15 year old Beccie echoed his words, saying “children and young people are not just the future – we are right here, right now.” Too many times during the Covid-19 pandemic children have seen a return to “a paternalistic approach which failed to see them as rights-holders”, she said, naming this summer’s “exams fiasco” as an example.
As for the role of adults in the process, Beccie thought this was to “empower children to understand their rights and what incorporation means; and to allow them to support the calls for it.”
If the rest of the UK is to make the same progress, they will have to “overcome the tendency of Governments to overcomplicate things to the point of inertia,” said Bruce. To that end, the work of advisory groups is “essential” – to demystify the process for Governments, and speed up the pace of change.
Beccie concluded by calling on all decision-makers and law-makers to pledge full and direct and incorporation:
“We must fix the democractic deficit. We must all promote, protect and defend children’s rights. The time for implementation is now.”

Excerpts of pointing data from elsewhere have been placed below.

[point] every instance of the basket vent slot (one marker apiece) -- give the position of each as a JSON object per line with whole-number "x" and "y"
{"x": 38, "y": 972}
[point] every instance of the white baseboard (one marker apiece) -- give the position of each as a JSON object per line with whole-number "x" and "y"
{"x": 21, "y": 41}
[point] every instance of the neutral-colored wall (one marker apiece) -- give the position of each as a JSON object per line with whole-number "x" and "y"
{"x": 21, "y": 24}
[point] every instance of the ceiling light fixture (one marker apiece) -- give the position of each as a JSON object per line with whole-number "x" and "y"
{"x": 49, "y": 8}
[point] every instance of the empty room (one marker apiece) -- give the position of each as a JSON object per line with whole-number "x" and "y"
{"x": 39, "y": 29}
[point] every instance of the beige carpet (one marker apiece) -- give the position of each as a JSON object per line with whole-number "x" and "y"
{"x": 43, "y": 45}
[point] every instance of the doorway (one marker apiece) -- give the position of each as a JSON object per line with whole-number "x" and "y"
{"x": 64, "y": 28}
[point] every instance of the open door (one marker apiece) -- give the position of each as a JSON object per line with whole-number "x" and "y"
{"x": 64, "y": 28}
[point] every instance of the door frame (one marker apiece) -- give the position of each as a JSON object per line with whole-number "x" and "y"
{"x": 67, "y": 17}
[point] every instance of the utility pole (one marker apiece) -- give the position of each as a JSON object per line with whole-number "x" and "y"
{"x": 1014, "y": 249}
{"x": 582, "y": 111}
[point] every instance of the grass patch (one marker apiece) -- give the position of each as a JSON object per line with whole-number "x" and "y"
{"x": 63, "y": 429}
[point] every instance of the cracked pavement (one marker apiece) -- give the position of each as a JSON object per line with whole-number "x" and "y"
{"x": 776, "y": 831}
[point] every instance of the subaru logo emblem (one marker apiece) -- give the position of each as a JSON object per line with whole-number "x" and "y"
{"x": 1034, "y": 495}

During the panel discussion after the lecture, Professor Simon Hoffman of Swansea University described Scotland and Wales’ “leadership on children’s rights in the UK” and said that devolution provided an advantage in this regard. Although Wales has not incorporated the UNCRC, the Rights of Children and Young Persons (Wales) Measure 2011 “seeks to promote a proactive approach to children’s rights”.
Anmol Kaur Singh, a young children’s rights activist who described the years she spent living in unsuitable temporary accommodation with her mother as a child as something she “will never forget” thought that incorporation of the UNCRC in England would have helped her at that time; and that it would enable young people to “struggle less”.
CRAE's Louise King explained that a key obstacle to children's rights campaigning is how far down the political agenda children are - in part due to the lack of incorporation of the UNCRC.
Shu Shin Luh described a “deficit” in English law by the country’s failure to incorporate the UNCRC.
Professor Aoife Nolan agreed, and argued there is a need to push for UK-wide, domestic incorporation of the UNCRC.
Summing up after the lecture and panel discussion, Lady Hale agreed that England has much to learn from Scotland and Wales. She also reflected that “children’s rights are not the same as children’s welfare. Children’s rights look upon children as agents, not mere recipients of other people’s concern for them.”
Lady Hale concluded: “The greater concern we have for children and young people’s rights, the better it is not only for them but for us grown-ups too – they are our future as well as their future.”